Aspirin has a role in ASCVD prevention which is often underutilized due to fear of bleeding risk. We reviewed the scope of aspirin in primary prevention of ASCVD when appropriately indicated, in the light of emerging evidence.
Aspirin for ASCVD Prevention
For several decades, aspirin has been a valuable treatment in both secondary and primary prevention of cardiovascular disease. (5) Landmark randomized controlled trials have highlighted its effectiveness in reducing the risk of fatal myocardial infarction (MI) and, in some cases, nonfatal MI. (6) Aspirin remains important in modern clinical practice, especially when combined with statins. (7) It is beneficial even for individuals with elevated Lp(a) levels. There is emerging favorable evidence in this direction, discussed ahead.
Elevated Lipoprotein(a) Lp(a) – CV Risk Enhancer
Lipoprotein(a) [Lp(a)] has been a risk factor for atherosclerosis and other cardiovascular disease, with elevated levels above 50 mg/dL linked to increased CV risk. (8) Screening for high Lp(a) can identify individuals who might benefit from intensified cardiovascular risk management.
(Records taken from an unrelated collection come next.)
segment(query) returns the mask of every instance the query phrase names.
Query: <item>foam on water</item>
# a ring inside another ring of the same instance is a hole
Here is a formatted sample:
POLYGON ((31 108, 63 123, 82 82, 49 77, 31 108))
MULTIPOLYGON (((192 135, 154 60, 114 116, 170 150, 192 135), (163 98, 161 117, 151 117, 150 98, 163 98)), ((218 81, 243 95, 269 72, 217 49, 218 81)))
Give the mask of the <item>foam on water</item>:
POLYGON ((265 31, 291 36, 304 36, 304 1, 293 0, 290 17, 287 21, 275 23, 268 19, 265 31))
The American Heart Association (AHA) and American Association of Clin`ical Endocrinologists (AACE) recommend testing Lp(a) in cases of family & personal history of premature ASCVD, moderate to severe ASCVD risk, and patients refractory to current lipid-lowering therapies. (9)
Elevated Lp(a) and Coronary Atherosclerosis – Latest 2024 Updates
In a long-term study using serial coronary computed tomography angiography (CCTA) imaging, elevated Lp(a) was associated with increased coronary plaque burden, particularly high-risk non-calcified plaques, and elevated peri-coronary adipose tissue inflammation. This suggests that elevated Lp(a) contributes to the progression of coronary atherosclerosis and the development of inflammatory, rupture-prone plaques over time.(10)
Aspirin Offers Substantial Primary Prevention Benefits in Individuals with Elevated Lp(a)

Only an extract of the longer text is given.